On Saturday, a top NATO military official cautioned that a sharp increase in ammunition prices meant that members’ increased defence spending does not always translate into increased security, and he asked for more private involvement in defence firms.

“Prices for equipment and ammunition are shooting up. Right now, we are paying more and more for exactly the same,” Dutch Admiral Rob Bauer, the chair of NATO’s military committee, said on Saturday after a meeting of the alliance’s chiefs of defence in Oslo.

“That means that we cannot make sure that the increased defence spending actually leads to more security.”

NATO has been pushing for increased military manufacturing to meet a surge in demand for weapons and equipment since Russia’s invasion of Ukraine, as allies rush supplies to Kyiv while simultaneously stockpiling their own stockpiles.

The lack of 155mm artillery ammunition has been a major source of worry, with Kyiv firing up to 10,000 of these munitions daily.

NATO Secretary-General Jens Stoltenberg warned Kyiv in February that it was using shells considerably quicker than the West could create them.

Bauer advocated for increased private investment in the defence sector in order to increase manufacturing capacity, encouraging pension funds and banks to avoid branding defence investments as immoral.

“Long term stability needs to prevail over short term profits.
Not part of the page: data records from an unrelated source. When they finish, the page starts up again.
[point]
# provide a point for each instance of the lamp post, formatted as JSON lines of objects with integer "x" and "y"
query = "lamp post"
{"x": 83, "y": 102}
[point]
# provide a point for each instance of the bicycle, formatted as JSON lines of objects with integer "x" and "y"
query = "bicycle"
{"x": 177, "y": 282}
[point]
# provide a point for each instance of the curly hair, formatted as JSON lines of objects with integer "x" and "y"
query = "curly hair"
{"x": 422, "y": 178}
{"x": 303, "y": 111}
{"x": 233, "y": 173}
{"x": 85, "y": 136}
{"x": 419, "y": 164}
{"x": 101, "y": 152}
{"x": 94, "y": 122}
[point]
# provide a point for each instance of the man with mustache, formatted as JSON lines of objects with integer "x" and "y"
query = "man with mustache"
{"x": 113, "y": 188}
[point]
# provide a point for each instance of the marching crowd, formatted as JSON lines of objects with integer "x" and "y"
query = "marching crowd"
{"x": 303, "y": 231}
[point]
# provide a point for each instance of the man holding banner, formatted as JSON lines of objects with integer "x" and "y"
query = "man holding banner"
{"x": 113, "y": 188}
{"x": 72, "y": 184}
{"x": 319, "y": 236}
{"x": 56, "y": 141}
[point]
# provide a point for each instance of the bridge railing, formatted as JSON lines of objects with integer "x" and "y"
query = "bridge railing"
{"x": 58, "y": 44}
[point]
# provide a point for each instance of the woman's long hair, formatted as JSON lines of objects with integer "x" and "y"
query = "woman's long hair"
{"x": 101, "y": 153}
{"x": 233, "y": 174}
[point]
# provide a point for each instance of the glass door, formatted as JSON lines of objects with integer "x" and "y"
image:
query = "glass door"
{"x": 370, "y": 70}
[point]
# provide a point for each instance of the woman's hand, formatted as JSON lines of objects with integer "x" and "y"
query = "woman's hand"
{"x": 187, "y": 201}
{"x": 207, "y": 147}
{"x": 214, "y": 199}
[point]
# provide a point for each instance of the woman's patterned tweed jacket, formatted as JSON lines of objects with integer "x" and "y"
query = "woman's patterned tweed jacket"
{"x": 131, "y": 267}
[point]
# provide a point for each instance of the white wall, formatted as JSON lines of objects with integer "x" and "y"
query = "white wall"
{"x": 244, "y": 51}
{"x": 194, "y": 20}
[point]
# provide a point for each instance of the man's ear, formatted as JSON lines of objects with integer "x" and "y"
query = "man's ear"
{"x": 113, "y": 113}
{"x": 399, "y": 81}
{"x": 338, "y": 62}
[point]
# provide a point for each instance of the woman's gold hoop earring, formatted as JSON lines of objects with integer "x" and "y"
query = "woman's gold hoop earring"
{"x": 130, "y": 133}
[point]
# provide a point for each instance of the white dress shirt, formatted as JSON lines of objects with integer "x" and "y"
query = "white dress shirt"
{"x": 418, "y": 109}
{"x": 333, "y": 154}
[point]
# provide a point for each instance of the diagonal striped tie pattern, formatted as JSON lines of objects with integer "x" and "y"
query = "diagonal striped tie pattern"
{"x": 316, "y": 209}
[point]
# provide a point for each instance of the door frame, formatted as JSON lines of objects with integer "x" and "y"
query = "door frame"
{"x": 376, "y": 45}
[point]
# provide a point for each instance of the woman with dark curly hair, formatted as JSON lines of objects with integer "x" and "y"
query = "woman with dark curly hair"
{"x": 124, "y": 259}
As we have seen in Ukraine, war is a whole of society event,” he said, adding such investment was in the private sector’s strategic interest as well.

“Forty per cent of the (Ukrainian) economy evaporated in the first days of the war, that was private money to a large extent, that money is gone,” he noted.

Bauer also pressed business leaders to speed up the expansion of production capacity.

According to Bauer, there was no correlation between a shortage of ammunition and the arduous progress of the counteroffensive in Ukraine.

“The reason why it takes time is because it is extremely dangerous because there’s an enormous amount of mines in a very deep minefield – more than 10 kilometres – with five, six mines per square meter,” he said, noting Ukraine was still advancing 200 or 300 meters per day.

In 2024, NATO will be holding its largest collective defence drills since the Cold War, with over 40,000 troops from across the alliance set to take part in the exercise Steadfast Defender in Germany, Poland and the three Baltic states.